Oxford FC
- Full name: Oxford Football Club
- Founded: 2004
- Ground: Pearsons Park, Oxford
- League: Mainland Football Community Division 9
- 2025: New World Championship, 6th of 10
- Website: https://www.oxfordfc.co.nz/

= Oxford FC =

Oxford FC is an association football club in Oxford, Canterbury, New Zealand.

The club is based at Pearsons Park in Burnett Street in Oxford, approximately 1hr North-West of Christchurch in the foothills of the southern Alps. It is one of the smallest clubs in Mainland Football and in New Zealand as a whole, averaging 150-200 members per year. Membership fluctuates significantly due to rural economic factors and the distance to travel for competitive games. After struggling with the rising cost of upstream participation fees for over a decade, and nearly closing in 2022, the club introduced a strategy of Free Kids Football for all children under 16, the first of its kind in New Zealand, aimed at breaking down the affordability barriers for rural children. Since that time, the club has developed a ring-fenced in-house program for children between the ages of 5 to 10, as well as entering youth, senior and masters teams within the Mainland Football community competitions.

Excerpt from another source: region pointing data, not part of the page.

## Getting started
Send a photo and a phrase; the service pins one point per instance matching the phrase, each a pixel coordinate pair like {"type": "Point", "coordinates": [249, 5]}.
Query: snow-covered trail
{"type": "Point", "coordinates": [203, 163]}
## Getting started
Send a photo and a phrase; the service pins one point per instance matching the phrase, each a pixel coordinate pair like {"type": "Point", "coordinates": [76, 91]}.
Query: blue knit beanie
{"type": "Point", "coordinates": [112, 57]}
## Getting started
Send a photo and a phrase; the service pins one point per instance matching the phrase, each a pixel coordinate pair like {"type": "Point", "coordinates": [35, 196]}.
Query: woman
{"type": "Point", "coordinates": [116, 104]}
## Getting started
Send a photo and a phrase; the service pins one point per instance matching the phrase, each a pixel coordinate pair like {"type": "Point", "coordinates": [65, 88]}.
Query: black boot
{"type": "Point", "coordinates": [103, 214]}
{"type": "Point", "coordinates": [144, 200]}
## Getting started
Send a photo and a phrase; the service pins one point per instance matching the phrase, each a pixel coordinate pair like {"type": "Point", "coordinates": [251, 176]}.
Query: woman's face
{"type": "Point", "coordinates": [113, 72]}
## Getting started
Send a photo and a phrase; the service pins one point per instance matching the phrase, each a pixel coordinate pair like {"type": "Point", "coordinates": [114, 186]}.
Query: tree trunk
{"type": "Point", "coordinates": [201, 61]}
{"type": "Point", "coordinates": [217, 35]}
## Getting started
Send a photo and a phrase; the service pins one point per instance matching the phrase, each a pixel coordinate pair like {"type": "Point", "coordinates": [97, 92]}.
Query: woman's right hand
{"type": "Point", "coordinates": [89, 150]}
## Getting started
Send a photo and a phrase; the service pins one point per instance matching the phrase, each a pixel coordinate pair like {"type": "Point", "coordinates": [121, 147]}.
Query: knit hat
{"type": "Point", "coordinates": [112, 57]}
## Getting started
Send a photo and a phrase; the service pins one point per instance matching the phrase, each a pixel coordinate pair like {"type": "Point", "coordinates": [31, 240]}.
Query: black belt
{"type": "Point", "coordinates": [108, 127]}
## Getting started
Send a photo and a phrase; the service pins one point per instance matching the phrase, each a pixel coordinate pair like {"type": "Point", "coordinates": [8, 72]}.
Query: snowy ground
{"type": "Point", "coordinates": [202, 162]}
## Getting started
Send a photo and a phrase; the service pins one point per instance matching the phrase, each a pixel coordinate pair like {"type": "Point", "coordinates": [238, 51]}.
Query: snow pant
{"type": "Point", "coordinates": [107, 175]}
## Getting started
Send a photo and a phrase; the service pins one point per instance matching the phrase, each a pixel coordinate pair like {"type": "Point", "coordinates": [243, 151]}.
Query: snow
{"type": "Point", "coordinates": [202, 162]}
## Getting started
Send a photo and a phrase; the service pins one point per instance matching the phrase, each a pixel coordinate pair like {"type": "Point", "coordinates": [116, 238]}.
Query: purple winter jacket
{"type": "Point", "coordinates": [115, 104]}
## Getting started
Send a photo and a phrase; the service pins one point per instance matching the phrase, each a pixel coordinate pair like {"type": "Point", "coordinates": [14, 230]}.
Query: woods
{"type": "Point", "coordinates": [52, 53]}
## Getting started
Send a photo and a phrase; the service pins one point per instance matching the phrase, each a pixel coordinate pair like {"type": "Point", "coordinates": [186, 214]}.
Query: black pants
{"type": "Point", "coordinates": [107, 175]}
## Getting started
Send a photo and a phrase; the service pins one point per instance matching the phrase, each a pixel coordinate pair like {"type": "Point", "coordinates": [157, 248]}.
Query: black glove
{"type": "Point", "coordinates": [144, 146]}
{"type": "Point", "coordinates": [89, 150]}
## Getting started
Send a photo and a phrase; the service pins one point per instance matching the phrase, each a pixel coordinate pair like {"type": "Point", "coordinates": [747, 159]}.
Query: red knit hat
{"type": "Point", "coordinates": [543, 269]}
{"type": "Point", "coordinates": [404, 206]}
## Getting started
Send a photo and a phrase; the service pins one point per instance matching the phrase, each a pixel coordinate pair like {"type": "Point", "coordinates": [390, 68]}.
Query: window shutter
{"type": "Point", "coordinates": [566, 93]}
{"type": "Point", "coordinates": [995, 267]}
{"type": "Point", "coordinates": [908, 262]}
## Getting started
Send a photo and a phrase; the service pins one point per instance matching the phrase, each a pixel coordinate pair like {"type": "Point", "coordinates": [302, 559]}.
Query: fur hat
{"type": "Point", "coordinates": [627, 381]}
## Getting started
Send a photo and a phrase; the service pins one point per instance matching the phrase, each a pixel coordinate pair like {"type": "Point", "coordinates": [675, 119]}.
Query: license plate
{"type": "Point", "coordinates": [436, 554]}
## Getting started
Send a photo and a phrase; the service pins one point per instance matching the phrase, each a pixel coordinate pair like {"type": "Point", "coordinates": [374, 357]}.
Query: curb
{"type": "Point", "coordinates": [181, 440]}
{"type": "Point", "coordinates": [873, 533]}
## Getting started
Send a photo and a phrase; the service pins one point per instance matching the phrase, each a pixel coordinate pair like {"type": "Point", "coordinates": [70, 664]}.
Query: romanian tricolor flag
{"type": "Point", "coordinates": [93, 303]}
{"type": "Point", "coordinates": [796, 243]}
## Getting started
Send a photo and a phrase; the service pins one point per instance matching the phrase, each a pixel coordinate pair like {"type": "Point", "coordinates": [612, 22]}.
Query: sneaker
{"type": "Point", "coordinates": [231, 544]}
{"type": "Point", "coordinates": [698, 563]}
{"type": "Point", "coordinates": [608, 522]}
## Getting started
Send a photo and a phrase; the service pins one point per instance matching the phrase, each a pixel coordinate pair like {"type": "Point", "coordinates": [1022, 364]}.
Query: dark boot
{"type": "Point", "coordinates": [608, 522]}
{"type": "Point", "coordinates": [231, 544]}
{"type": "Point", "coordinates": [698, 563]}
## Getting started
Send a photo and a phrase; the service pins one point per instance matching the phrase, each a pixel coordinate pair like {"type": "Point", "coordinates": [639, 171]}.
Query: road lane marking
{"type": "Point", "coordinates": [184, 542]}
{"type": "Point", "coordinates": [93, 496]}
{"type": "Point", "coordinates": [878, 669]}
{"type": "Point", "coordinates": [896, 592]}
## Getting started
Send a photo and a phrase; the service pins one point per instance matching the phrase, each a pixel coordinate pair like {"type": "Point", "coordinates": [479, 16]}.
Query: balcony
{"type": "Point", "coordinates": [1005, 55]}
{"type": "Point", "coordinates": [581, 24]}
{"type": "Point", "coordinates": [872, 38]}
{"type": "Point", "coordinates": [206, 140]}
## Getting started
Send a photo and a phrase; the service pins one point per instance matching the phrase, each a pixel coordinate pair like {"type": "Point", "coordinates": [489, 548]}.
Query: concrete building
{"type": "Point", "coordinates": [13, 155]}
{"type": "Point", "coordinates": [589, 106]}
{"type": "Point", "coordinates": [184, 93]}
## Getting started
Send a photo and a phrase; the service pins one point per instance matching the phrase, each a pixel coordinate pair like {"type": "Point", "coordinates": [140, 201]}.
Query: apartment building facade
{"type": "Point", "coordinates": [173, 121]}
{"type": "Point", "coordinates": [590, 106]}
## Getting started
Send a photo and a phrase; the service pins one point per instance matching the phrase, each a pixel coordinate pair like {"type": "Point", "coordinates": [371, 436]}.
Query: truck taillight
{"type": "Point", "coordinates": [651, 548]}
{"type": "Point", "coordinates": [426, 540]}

In 2023, the club became the first football club in New Zealand to be awarded Stage 1 accreditation to the New Zealand Football Xero Together Stronger - Safe For All program. In 2024, the club was announced as a finalist in the 2024 New Zealand Sport Awards for 'Community Impact' in recognition of the work that had been carried out to ensure local barriers to participation were removed.

The Men's First team competes in Mainland Football's Community Football Divisions. Their most successful period was between 2022 and 2025, climbing from Division 10 to the New World Championship.

Oxford FC competed in Division 10 in 2022, winning the league before regrading pushed them up to Division 8 half way through the season, winning both the leagues in the same season. In 2023, they competed in Division 4, again winning the league before regrading pushed them up to Division 3 half way through the season, where they won Division 3 as well.

In 2024, their 20th Anniversary year, they were meant to play in Division 2 but were offered the opportunity to compete in Division 1. They won Division 1 on their first attempt and got promoted to the Canterbury Championship League.

During the same season, they competed for the first time in the English Cup, Canterbury's regional cup tournament, beating Southern League team FC Twenty 11 in the first round to advance to the quarter-finals. Just a few days later, they competed in their first Chatham Cup competition match, losing to local rivals Waimak Utd. In 2025, they competed in the New World Championship, finishing mid-table, sixth out of ten teams.

In 2026, due to the rising costs of participating in higher league football, the club decided to refocus their attention on rebuilding the core of the senior football teams, focusing on developing a transitional pathway for local youth players into local community football, through a Division 9 team. The Masters team competes in the Centre Circle Division 3 Over 55's competition.